Hepatica and I packed with care, selecting the most expensive things we owned. Hepatica scrutinized the Skeptic's linen critically before she put it in. When we departed we were as correctly attired as time and thought could make us. When we arrived we were doubly glad that this was so, for the sight of the butler, admitting us, gave us much the same feeling of being badly dressed that Camellia's own presence had been wont to do.

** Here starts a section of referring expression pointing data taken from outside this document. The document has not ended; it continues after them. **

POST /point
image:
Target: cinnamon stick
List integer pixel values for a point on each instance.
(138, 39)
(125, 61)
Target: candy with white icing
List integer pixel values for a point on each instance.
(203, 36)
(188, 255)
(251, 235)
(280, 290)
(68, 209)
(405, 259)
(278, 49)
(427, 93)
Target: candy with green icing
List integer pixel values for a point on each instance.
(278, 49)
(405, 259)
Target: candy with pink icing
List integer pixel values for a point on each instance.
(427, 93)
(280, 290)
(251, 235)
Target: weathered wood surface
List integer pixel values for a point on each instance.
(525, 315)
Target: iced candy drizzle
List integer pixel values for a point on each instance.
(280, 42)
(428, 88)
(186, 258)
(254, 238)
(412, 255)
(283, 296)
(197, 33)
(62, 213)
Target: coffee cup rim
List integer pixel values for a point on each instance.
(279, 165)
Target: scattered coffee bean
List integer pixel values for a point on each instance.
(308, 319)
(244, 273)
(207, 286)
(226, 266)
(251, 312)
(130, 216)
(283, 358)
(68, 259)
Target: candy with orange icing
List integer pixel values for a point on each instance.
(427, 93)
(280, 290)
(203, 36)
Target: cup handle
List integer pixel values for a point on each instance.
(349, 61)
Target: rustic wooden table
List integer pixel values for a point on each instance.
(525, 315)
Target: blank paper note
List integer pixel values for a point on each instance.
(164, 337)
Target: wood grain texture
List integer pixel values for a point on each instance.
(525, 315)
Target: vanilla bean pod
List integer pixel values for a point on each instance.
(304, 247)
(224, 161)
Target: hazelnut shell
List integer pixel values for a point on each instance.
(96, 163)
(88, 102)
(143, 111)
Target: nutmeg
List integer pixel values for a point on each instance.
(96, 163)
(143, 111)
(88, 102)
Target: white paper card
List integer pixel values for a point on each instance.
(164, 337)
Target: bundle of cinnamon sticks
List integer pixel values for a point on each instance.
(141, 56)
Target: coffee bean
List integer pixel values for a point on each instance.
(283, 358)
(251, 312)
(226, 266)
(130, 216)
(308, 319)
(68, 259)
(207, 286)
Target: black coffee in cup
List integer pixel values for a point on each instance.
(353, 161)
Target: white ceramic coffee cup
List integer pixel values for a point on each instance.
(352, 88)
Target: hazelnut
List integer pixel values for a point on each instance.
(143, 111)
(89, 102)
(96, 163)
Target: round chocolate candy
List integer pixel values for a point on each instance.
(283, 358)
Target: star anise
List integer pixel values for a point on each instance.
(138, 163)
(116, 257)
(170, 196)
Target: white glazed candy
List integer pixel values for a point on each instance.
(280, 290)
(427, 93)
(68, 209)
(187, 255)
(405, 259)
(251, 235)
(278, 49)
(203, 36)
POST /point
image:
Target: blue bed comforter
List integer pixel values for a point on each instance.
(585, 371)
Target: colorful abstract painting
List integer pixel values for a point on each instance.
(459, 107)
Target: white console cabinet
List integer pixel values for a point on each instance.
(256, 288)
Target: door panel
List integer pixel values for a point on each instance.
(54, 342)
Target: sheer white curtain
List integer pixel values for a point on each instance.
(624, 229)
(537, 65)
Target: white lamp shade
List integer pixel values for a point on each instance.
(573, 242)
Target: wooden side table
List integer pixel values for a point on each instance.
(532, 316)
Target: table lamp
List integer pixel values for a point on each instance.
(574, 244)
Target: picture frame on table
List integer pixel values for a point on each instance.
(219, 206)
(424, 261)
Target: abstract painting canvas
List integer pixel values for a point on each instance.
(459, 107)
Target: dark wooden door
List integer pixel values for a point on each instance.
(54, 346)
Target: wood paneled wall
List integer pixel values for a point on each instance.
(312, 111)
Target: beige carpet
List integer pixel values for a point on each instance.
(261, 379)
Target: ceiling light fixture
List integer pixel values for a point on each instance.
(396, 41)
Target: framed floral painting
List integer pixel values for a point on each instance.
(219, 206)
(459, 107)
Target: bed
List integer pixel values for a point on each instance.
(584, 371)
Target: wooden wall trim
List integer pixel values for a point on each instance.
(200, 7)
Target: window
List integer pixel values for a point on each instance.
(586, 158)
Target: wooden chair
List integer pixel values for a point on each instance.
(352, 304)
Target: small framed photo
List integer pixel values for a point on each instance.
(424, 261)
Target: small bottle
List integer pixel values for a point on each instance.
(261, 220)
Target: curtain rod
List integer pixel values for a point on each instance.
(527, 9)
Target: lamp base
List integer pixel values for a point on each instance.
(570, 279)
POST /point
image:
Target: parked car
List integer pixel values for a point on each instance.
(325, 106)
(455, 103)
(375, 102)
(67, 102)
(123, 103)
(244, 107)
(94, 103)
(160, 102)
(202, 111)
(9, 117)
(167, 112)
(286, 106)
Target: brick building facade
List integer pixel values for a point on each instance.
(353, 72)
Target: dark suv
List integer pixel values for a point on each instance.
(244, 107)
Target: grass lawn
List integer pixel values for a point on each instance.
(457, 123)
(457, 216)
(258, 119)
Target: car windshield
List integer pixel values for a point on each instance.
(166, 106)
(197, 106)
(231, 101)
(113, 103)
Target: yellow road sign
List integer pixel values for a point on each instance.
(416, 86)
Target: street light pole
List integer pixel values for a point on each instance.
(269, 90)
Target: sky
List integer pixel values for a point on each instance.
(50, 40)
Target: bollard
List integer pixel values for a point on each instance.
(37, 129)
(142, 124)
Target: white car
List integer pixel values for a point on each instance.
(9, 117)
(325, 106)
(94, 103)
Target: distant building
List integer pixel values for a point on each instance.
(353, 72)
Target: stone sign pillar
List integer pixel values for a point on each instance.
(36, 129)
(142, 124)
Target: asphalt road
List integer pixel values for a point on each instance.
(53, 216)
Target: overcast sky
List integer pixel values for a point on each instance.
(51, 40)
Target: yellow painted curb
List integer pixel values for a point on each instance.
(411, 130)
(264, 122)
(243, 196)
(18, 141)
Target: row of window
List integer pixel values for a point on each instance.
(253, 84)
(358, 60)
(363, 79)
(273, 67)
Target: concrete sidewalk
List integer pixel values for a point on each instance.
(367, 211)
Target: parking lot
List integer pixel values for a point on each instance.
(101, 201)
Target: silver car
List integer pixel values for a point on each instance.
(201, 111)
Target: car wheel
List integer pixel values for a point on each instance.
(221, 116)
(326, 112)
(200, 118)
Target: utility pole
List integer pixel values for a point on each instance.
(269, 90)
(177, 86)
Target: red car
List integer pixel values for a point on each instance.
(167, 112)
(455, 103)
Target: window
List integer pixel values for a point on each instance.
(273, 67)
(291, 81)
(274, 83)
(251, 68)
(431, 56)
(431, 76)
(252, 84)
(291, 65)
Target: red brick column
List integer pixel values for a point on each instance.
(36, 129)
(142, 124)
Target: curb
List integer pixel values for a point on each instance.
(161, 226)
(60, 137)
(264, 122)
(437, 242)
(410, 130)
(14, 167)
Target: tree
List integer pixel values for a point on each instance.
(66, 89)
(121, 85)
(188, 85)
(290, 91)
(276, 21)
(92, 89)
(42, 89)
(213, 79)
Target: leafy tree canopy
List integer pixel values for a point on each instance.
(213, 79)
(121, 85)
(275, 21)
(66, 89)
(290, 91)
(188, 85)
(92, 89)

Camellia herself was as exquisitely arrayed as ever, but she looked considerably older than I had expected. I wondered if constant engagements with her tailor and dressmaker, to say nothing of incessant interviews with those who see to the mechanism of formal entertaining, had not begun to wear upon her. But she was very cordial with us, and her husband, the Judge, was equally so. He was considerably her senior—quite as much so, I decided, as the Professor was Dahlia's—but on account of Camellia's woman-of-the-world air the contrast was not so pronounced.

We sat through an elaborate dinner, during which I suffered more or less strain of anxiety concerning my forks. But the Judge, at whose right hand I sat, diverted me so successfully by means of his own most interesting personality and delightful powers of conversation, that in time I forgot both forks and butler, and was only conscious of the length of the dinner by the sense, toward its close, of having had more to eat than I wanted.